Is $(\mathbb{N\times N\times N}, \leq_{lex})$ isomorphic to $(\mathbb{N \times N}, \leq_{lex})$? Prove it.
$\leq_{lex}$ - lexicographical order
I think that $(\mathbb{N\times N\times N}, \leq_{\text{lex}})$ is isomorphic to $(\mathbb{N\times N}, \leq_{\text{lex}})$. I defined function $f(l,m,n)=l, \frac{(m+n)(m+n+1)}{2}+m$.
I want to show that if $l_1, m_1, n_1 \leq l_2, m_2, n_2$, then $f(l_1, m_1, n_1) \leq f(l_2, m_2, n_2)$, and in this case that is always true (should I show it somehow or is it enough just to state it?).
Can you tell me if my reasoning is correct?

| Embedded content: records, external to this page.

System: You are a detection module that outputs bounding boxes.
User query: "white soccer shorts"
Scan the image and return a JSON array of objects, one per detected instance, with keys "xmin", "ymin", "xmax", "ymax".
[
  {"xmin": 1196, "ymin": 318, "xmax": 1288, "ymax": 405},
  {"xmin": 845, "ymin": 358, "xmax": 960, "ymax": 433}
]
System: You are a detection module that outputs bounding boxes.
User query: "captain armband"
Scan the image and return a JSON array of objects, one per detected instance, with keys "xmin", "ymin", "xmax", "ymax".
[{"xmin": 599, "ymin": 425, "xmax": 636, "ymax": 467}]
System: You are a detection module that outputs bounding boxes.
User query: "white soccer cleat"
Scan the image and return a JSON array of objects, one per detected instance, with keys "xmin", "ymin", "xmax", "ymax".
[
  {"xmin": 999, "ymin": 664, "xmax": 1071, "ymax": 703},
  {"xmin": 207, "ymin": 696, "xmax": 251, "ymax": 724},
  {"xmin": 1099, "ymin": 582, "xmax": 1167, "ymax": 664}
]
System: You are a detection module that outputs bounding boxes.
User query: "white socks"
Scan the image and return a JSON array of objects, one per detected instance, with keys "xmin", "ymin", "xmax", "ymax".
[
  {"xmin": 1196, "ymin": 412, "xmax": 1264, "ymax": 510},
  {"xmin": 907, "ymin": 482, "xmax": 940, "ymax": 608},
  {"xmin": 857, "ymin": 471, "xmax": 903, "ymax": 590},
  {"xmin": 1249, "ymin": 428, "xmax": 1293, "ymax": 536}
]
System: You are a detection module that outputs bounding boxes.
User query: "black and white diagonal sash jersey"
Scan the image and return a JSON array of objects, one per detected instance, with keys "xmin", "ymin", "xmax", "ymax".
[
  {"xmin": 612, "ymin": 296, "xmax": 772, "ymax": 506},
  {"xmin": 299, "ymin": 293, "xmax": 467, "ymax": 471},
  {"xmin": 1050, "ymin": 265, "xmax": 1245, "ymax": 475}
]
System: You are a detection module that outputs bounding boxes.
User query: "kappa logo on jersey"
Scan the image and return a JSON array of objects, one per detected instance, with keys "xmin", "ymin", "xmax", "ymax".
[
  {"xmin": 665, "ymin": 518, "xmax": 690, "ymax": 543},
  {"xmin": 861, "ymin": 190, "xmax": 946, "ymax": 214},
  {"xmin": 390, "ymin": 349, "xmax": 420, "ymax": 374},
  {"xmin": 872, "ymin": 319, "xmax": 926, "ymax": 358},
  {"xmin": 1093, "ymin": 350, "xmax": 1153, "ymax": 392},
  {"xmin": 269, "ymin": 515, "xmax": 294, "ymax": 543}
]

If not, where am I making the mistake?
$\varphi: (m,n) \mapsto \dfrac{(m+n)(m+n+1)}{2}$ is kind of the standard bijection between $\Bbb N \times \Bbb N$ and $\Bbb N$, so your proposed function is indeed a bijection.
However, the homomorphism property is not satisfied, as $(0,0,1) \le (0,1,0)$ but $f(0,0,1) = (0,2) \not\le (0,1) = f(0,1,0)$.